A arte foi o meio que vários artistas encontraram para extravasar o que sentiam e alertar que essas doenças são brutais com qualquer organismo.

Qualquer pessoa que se ponha a comentar qualquer coisa, deve buscar saber do que está falando antes. Por isso, antes de falar qualquer coisa, que não seja um reconforto às famílias e amigos de suicidas, é importante se informar sobre as doenças, causas e sinais de que um suicídio pode ocorrer.

Suicídio é um tabu que precisa ser ultrapassado, mas com responsabilidade
 

"Suicídio, querendo ou não, é um tabu. E o índice de suicídios tem aumentado. Isso é alarmante para psicólogos e famílias. Hoje, de 30 pessoas que tentam suicídio, cinco conseguem. O número de ligações recebidas pela CVV aumentou e muitos são jovens e adolescentes. Um suicídio ou tentativa de suicídio é um pedido de socorro", aponta Larisse. Baleia Azul pode não levar diretamente ao suicídio, mas ser um gatilho para pessoas que estão passando por um momento difícil.

O suicídio vem deixando de ser tabu na própria imprensa. Por muitos anos, jornalistas evitam publicar assuntos com o tema para evitar efeitos multiplicadores. Contudo, a necessidade de informação levou a se falar mais sobre o assunto, buscando outras abordagens mais propositivas, informativas e acolhedoras. De conteúdo ruim e sensacionalista, já há o bastante e de forma irresponsável nas redes sociais digitais. Repassar fotos de casos de suicídio é um enorme desserviço. Um risco a pessoas que já estão adoecidas.

"Qualquer pessoa com algum trauma ou que esteja vivendo uma situação difícil pode ter um pensamento suicida. É uma forma de escapismo ou tentativa de resolver o problema mais facilmente. Essa fragilidade pode levar pessoas a fazer até mesmo o que não querem de verdade", reforça Larisse.

Jovens estão se tornando o público mais vulnerável
 

Na avaliação de Larisse, os jovens são os mais vulneráveis, atualmente. Têm cada vez menos controle e presença da família. Em contrapartida, cada vez mais acesso à internet e sem filtro algum. A adolescência é uma fase de transição, descobertas e formação de identidade. Os hormônios estão fazendo uma revolução no organismo. É uma fase difícil, emocionalmente. Ainda assim, muitas pessoas acham que tudo não passa de "drama, frescura ou tentativa de chamar atenção". Não é tão simples assim. Essa fase pode ser dura e até traumática para algumas pessoas. Requer acompanhamento.

Larisse ressalta que o Brasil — de certo modo, o mundo todo — vive num momento de polarização e de muita agressividade.
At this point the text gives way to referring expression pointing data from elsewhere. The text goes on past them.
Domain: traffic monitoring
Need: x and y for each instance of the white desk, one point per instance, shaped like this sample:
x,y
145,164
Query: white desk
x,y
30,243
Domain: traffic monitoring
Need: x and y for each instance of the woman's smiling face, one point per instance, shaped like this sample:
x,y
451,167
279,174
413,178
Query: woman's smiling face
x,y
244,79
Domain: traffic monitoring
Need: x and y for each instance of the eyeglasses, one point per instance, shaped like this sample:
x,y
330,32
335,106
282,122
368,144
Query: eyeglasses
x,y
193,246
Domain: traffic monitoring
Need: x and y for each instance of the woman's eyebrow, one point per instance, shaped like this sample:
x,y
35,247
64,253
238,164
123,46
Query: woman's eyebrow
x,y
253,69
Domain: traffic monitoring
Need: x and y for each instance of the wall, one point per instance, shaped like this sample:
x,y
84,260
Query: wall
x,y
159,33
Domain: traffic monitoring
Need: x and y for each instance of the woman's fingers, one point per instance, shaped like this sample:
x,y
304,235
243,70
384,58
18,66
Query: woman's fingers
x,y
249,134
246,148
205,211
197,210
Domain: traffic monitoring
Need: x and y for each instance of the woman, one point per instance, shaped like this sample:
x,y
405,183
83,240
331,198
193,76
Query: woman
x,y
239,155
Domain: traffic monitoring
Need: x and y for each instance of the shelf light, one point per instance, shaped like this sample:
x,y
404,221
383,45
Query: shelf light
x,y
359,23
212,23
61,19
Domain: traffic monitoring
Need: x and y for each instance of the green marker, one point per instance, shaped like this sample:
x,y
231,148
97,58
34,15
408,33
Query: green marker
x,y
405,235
E justamente nas redes sociais digitais é que muito ódio tem vindo à tona sem restrições: intolerância religiosa, racismo, disputa político-ideológica, LGBTIfobia, bullying, pornografia de vingança, machismo, misoginia... tudo isso contribui para uma geração tão exposta na internet ser bombardeada com coisas que podem levar a um adoecimento.

"A saúde mental é tratada com preconceito. Se introjetou na sociedade que buscar ajuda psicológica é como se já fosse louco, covarde, fraco ou perdido. É senso comum. Eu escuto que cuido de doidos. Mas eu cuido de pessoas com problemas emocionais. Não se vê a diferença entre psicologia e psiquiatria", destaca a psicóloga, dizendo que não é vergonha procurar ajuda.

Sobre a doença:


- A depressão afeta 322 milhões de pessoas no mundo, segundo dados divulgados pela Organização Mundial da Saúde (OMS);

- Cerca de 800 mil pessoas morrem por suicídio a cada ano no mundo - sendo essa a segunda principal causa de morte entre pessoas com idade entre 15 e 29 anos;

- O Brasil é campeão de casos de depressão na América Latina. Quase 6% da população, um total de 11,5 milhões de pessoas, sofrem com a doença, diz a OMS;

- Embora existam tratamentos eficazes conhecidos para depressão, menos da metade das pessoas afetadas no mundo (em muitos países, menos de 10%) recebe tais tratamentos.

 

*** O jornalista Victor Furtado, que assina este texto, tem transtorno bipolar. Com acompanhamento psicológico e medicação, conseguiu estabilidade e bem-estar. Os pensamentos suicidas são, felizmente, coisa do passado. Com tratamento correto, os sintomas são superáveis. Cuidar da saúde mental requer paciência e dedicação.